Except this new policy change doesn’t automatically mean those accounts will disappear immediately. It’ll just mean Blizzard has clarified there’s a reason for you to report them and a reason for Blizzard to take action now.

It doesn’t mean they’ll be able to sweep away those advertisers, if Blizzard needs to do it manually. If they rely only on people triggering the automated function of the report system, then it’ll rely on actually having enough players logged in and reporting them on each realm.

This is the arena forum. What’s annoying for people here are those advertisers in the LFG, not the trade chat.

Advertisers in LFG are not annoying for me, though. Takes 2 seconds to report an LFG advertiser and you don’t see them again. You really think this change has been made with arena lfg advertisers in mind? Please. It’s directed towards the trade chat which is flooded with ><<<<<< WTS XCJAIKDAKDAIKDAKD all day every single day.

Have you tried talking to these arena advertisers who say ‘add me on discord’ and then they end up boosting you through a community? I wouldn’t know, so I would like to be enlightened. After all, the policy update is about COMMUNITIES, I have NEVER seen a community explicitly advertised in the LFG arena section.

Really? They’ve changed it? I haven’t exactly been using LFG in quite a while now. When I used to do it and report them and so on, they’d just pop right back up with a refresh of the list.

Are you intentionally acting obtuse right now? Why else do you think they take the conversations to discord? It’s obviously to mention things they don’t want recorded on Blizzard’s chat servers. Is that so hard to comprehend?

Uhm, not exactly. It’s about organizations and then they included communities to count as an organization.

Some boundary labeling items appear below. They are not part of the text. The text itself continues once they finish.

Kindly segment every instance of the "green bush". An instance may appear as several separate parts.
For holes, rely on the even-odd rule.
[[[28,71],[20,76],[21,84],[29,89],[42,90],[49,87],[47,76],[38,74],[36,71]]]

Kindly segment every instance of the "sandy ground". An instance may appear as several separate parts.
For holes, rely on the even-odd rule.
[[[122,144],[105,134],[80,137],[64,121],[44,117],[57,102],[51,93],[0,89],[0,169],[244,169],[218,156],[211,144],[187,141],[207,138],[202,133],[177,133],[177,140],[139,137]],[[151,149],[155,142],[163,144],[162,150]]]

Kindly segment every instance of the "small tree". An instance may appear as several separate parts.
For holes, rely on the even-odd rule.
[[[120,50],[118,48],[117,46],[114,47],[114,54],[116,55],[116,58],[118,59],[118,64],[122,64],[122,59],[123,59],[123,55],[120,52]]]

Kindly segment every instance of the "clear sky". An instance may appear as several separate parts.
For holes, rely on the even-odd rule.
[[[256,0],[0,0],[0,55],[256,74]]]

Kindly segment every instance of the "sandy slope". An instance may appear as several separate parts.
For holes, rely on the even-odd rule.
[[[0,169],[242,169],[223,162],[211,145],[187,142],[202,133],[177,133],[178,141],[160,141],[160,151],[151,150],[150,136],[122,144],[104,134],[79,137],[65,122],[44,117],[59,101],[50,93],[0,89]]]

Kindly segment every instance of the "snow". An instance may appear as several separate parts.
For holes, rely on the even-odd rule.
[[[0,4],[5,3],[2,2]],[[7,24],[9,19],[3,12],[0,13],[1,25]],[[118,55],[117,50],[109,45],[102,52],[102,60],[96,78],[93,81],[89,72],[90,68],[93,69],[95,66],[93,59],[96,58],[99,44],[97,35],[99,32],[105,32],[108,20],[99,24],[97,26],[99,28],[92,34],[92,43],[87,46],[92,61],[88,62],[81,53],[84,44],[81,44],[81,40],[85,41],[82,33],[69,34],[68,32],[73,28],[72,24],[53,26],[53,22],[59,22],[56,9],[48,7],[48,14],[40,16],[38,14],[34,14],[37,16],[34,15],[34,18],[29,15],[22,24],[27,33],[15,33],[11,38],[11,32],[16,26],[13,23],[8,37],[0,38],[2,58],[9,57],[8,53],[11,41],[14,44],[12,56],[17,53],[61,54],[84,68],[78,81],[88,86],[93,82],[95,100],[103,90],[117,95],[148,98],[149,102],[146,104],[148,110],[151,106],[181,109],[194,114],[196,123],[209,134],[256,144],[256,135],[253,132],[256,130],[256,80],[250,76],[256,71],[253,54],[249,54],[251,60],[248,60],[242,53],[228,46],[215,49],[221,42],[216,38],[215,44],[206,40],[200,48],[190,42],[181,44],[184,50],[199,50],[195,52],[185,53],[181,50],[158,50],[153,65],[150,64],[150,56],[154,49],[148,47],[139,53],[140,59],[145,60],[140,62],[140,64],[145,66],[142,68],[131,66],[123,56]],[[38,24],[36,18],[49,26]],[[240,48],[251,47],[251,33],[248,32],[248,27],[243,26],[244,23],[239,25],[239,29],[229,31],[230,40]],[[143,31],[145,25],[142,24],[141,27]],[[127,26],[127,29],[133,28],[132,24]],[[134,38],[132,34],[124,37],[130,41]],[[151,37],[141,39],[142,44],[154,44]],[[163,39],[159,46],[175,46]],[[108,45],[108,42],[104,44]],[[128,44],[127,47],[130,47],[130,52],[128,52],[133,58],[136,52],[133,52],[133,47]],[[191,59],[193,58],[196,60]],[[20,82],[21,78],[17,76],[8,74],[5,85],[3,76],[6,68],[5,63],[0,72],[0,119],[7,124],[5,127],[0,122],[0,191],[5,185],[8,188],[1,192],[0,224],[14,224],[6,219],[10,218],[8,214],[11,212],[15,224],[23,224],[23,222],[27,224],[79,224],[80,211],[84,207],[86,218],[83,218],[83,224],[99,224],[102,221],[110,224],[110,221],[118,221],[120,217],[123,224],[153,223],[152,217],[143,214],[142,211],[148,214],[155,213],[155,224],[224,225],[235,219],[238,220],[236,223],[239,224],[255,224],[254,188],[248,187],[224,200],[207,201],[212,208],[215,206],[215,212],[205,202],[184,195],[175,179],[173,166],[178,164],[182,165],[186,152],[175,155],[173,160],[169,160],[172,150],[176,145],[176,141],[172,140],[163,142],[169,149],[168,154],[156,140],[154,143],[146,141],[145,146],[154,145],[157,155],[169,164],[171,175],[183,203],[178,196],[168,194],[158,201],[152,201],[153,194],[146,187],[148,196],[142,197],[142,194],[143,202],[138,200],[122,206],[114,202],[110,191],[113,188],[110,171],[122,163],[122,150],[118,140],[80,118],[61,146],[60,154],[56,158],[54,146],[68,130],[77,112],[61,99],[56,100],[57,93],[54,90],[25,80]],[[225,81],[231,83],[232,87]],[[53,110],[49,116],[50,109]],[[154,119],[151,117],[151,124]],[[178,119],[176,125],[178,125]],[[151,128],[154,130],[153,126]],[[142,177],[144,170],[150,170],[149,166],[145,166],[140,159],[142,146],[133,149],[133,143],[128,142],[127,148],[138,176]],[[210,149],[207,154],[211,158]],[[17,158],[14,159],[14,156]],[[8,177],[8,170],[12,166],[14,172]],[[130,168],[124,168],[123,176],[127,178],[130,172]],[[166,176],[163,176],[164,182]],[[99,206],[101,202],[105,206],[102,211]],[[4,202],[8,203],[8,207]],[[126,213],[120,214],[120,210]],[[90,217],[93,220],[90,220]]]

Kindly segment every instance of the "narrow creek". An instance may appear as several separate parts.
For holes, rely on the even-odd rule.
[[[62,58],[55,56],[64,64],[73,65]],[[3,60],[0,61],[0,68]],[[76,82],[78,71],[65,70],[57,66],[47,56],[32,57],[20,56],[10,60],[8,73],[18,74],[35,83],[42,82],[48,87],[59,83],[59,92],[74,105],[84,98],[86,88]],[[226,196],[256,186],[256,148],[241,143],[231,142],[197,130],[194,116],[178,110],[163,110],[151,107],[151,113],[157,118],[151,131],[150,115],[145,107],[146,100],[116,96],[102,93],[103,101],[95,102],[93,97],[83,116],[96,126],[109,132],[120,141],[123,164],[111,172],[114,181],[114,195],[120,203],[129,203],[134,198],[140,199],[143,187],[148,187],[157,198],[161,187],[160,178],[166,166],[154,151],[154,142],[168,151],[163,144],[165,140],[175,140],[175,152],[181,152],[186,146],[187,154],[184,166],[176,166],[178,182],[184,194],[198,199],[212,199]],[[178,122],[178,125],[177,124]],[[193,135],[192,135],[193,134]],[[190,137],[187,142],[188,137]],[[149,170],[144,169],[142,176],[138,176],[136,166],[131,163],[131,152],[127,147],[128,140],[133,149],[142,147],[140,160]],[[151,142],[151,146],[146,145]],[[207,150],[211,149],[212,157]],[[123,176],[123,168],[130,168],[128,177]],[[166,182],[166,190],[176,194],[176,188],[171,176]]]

Because arena advertisers aren’t allowed to explicitly say ‘helping/boosting FOR gold etc’ in game. I listed ONE lfg group a couple months ago saying ‘helping in 2s for gold’ and got banned for a week for ‘disruptive gameplay’.

These WoW communities and organisations are literally synonymous with each other. ‘N*va b**sting community’ is still an organisation, as well as a community. This is what the policy update is directly aimed at. Feel free to log on to Tarren Mill right now and read the trade chat.

Ironic. Isn’t fully informed on a topic and unironically trying to argue with someone who is:

Using and looking at are two different things. Not that it has any relevance with what I’ve said though. And I actually remembered what you mentioned, with the “disappearing from the list”-bit. Yes, they remove them from the list if you report them, even after a refresh they’re still gone. However, there’s a timer on that function to hide them. After a while, refresh again and there they are once more. It’s like a magic! (If you don’t get the reference, then you’re no fun.)

You didn’t know that it was changed that you can’t explicitly mention you are boosting for gold in LFG anymore, that’s why they say ‘add me on Discord for more info’. Those players are essentially ‘free agents’ because of the split that the communities take from you. (I know this because my friends do it and have given this exact reasoning). I mean, if you can prove to me that you’ve spoken to one of those Arena advertisers in LFG who actually boosted for x community, then I will hold my hand up :slight_smile:

Communities such as Nva were never/rarely stated in the LFG arena tool, they were always mentioned in trade chat. <Nva WTS SoD 0 -2100 m+15’ all day every single day. Therefore, it is easier for customers to get their services just from looking in trade chat rather than navigating through LFG and having to add somebody on Discord. So, the policy updates prohibits these communities which are ALSO organisations.

somebody with 4.5k posts on an alt character has no say on what is and what isn’t fun :sweat_smile:

How long is this timer? I have reported so many advertisements and have not seen them appear again.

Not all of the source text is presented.